Sunday, August 10, 2008

Pull down the sheets, take of your clothes, get out of bed, I'm so tired

"In every step I hear your sobbing, dare I break the shade with one caress? dare I trespass to lift the veil, to touch the lips so soft and frail?"

So my class yesterday went sooo much better than expected. It was actually insightful and not a bunch of the same mundane propagnda. I have always liked the counselors there. They restored my faith in counseling, which I previously thought was all crap. Most of it still is. I was a bit shy at first but got over it quickly. Of course my last shot of coke was two hours before (let the self righteous comments from the disillusioned fly, we all know how PERFECT you think you are *wink wink* ) going so I was proably dead tired and didn't give a fuck about having anxiety. haahaa. But really I think blogging about beforehand made a difference. That and I was broked in by the previous class. There was also a few ppl that I know from probation and the other class.

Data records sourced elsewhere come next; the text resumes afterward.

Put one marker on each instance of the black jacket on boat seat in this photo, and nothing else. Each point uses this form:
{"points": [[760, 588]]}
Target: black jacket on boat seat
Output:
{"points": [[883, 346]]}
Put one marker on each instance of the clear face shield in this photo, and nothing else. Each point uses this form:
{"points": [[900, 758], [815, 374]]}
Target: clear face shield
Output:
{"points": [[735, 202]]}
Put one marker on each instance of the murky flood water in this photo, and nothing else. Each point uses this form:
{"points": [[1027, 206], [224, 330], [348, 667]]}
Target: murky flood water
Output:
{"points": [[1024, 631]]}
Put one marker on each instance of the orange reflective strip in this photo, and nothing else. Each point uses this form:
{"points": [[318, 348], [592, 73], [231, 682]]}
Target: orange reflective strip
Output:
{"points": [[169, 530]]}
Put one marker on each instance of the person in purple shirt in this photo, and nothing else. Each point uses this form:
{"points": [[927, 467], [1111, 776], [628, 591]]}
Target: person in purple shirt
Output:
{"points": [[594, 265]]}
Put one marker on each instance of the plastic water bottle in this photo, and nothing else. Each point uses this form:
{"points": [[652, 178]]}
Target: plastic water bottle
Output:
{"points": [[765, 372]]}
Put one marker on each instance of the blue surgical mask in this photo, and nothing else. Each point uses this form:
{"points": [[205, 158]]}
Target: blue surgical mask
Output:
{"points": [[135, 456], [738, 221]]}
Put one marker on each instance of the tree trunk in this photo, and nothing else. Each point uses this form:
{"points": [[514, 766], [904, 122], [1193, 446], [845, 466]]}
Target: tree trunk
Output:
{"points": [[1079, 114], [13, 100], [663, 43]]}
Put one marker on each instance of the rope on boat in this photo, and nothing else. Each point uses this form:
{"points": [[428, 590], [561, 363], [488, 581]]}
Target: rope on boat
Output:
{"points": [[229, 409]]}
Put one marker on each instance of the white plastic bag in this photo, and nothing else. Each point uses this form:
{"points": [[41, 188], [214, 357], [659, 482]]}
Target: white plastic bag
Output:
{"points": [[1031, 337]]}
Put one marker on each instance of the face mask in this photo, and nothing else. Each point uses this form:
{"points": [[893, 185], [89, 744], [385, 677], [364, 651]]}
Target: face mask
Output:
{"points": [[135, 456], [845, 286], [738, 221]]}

Oh and here is something else for the self rightgeous to have a feild day with. When we go on a night of pretty hardcore coke binging. I always feel guilty because of my kids. If I just do a shot or two and then go to bed and go on with life it doesn't bother me. But friday we binged like we have not for awhile and saturday I felt guilty. It has happened before but when the call comes it is so hard to resist. Sometimes I can, sometimes I can't. The problem is sometimes my bf (sometimes it is me, we switch up). On the times when I say no he wants it. And I can never talk him out of it. If I want and he says no then we don't (usually)cause I listen to his rationalities. Sometimes he will give in. But it takes both of us to say no we can't and be strong together. I think it is fine to party on occasion but I think we are letting it spiral and it needs to be stopped. We talked about this today. So we shall see, no no, we HAVE to do this.

We were good last night and did not get any coke or anything else. Step in the right direction no matter how small. Now we will see how good we do friday. We don't have a choice at this point. We have to stop spending money on coke. Before it gets out of hand. Actually I told him if I could just get pils every now and then I am happy with that. Coke is our downfall and I have no problem leaving alone as long as it is out of sight. When our connect went to jail, it was a god send. And now he is back. He rings all three phones and if we don't answer he comes to the house and offers freebies. If we can out him off for two weekends then he will start to leave us alone. IDK. I'm bored with writing now. more later.

4 comments:

Coke Addiction Kinda Sucks said...

That's exactly how it is here with ML and I. There's no stopping me once it's in front of me. If you find a good way to keep it to a minimum without letting it spiral outta control, please let me know! Some people swear that stopping completely is the only way to do it (attended some NA meetings when I was in FL), but I refuse to believe it (although I'm probably wrong!).

Carrion Doll said...

oh I know plenty of ppl who do it as purely recreation. i have quite a few friends that heavily indulged when they were younger and now just dabble. however I am the Queen of excess.

Michelle said...

Try not buying a lot. You know you're going to keep going until it's gone, so only buy a gram or two, and only do it at certain times, like maybe every other weekend after 8pm. I dunno, I used to do coke every single day of my life until I had seizures. Then I did a couple shots some weekends.

The only thing that ever really worked for me with the blow is having someone who wasnt getting high hold onto it during the party. That type of person is very hard to find though- someone who doesn't mind what you're doing and wants to hang out during, but doesn't want to have a taste. When I first got with my bf, he liked to party with me and sometimes other folks so we'd each put in half the money for the coke and he'd hold onto it and dole out the shots so I didn't get myslef completely retarded with it. But at the same time he used to do coke so he understands that sometimes I can't wait any longer for a hit! But as I said, good luck finding someone like that- most people will either get high with you (and then you can't trust them with your shit) or get pissed at you asking for a shot and throw the bag down and walk out (would you sit there watching people stick themselves and get stuck if you didn't do it yourself?).

Good luck with that anyways. I can handle a daily heroin habit easy, but a daily coke habit takes everything I've got. Stopping completely may not be the only way, but it's the only way for crazies like me.

Elisabeth said...

I hear you. I feel like ass today.

Don't we all need some relief?? I am not sure how to get it.